When your teen starts to date, you may find yourself in constant turmoil. You think about how they behave, who they go out with, and if they will meet curfew. Your teen needs some room to mature without your constant pressure, but you need the peace of mind, too. So, how do you know when to worry about who your teen dates and when to back off? It is hard, but here are some tips that may help.

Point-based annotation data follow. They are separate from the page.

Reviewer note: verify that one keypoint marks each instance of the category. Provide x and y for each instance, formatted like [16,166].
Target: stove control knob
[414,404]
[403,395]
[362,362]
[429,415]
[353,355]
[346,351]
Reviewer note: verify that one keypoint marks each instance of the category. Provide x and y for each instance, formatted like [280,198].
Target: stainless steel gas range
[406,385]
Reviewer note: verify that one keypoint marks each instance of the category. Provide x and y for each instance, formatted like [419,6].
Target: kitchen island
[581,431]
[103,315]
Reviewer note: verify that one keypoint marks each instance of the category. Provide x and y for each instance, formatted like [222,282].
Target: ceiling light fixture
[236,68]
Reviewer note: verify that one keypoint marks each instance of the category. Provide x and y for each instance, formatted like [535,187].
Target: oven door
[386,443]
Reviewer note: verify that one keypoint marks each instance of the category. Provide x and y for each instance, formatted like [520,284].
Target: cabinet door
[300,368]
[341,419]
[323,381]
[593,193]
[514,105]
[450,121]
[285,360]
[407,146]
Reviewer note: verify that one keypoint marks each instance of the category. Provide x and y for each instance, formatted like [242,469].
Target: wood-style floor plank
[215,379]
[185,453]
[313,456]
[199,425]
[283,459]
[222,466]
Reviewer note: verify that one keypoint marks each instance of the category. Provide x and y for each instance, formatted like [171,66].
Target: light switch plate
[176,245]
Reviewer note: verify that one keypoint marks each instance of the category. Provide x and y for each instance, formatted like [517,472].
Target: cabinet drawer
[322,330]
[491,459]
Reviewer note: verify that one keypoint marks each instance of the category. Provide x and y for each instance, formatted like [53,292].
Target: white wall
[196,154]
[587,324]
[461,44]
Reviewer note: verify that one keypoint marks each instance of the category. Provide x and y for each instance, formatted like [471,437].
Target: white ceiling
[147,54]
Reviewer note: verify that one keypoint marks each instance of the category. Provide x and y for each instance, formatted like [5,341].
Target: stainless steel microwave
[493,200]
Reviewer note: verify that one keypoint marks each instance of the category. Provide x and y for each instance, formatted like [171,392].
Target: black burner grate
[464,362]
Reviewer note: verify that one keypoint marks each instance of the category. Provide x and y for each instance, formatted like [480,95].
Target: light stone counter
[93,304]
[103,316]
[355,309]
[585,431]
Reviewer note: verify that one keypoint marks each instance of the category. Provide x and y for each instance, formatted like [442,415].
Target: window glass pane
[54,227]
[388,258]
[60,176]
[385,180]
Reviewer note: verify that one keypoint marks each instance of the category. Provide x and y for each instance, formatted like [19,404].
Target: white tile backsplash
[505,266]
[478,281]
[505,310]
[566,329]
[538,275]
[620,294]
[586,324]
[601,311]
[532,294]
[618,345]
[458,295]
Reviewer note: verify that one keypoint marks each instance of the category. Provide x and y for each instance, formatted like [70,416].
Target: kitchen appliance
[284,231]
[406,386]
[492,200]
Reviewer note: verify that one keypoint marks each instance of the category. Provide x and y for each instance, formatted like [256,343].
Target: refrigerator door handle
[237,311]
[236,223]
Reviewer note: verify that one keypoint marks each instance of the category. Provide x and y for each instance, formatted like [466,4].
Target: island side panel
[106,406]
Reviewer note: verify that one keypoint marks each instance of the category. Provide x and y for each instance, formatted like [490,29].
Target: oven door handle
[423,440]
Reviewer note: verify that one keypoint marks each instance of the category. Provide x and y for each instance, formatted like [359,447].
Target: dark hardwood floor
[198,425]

This may sound old fashioned and can really make your teen embarrassed, but you do need to take the time to meet your teen’s date before they leave. This is especially helpful if you have never met the other kid before. Meeting him will help ease your fears about age discrepancies or other fears you may have. You may already know the date, and that is a good thing. If you have already met the date, then at least talk to the two of them before they head out and find out their plans for the evening.
Know the Plan
As a parent, you should know the plan for the evening. Find out where they are going and when they will be back. Expect your teen to follow a curfew, and don’t feel bad about checking up on the plan. For example, if your teen says they are going to a 10:00 p.m. movie, call the movie to make sure there really is a showing that late. It is not snooping. It is knowing where your kid is during a date.
Have Contacts
It is also a good idea at this point to make sure your teen is connected. That means having access to a cell phone. Most teens do have cell phones, but enforce a strict rule that your teen should answer any calls from you while on the date. You shouldn’t take advantage of the fact that you can call your teen at any time during a date, but if you need to get a hold of her, then she should answer your call. If your teen is going on a group date, then it is a good idea to know at least some of the other teens going and their parents. This will help you worry less about who your child is with.
Listen to Your Teen
The last bit of advice is something that many parents have trouble with during the teen years. Take the time to really listen to your teen. You may not know everyone that your teen dates, but you can take the time to listen to why your teen wants to go out with him. Instead of lecturing your teen about how you think the other person is too old, does not dress nice, or has an earring in one ear, look at the date from your teen’s perspective. Your child needs an opportunity to express herself, and you may learn a lot by listening. Knowing how your teen feels about the date can help ease your fears as a parent.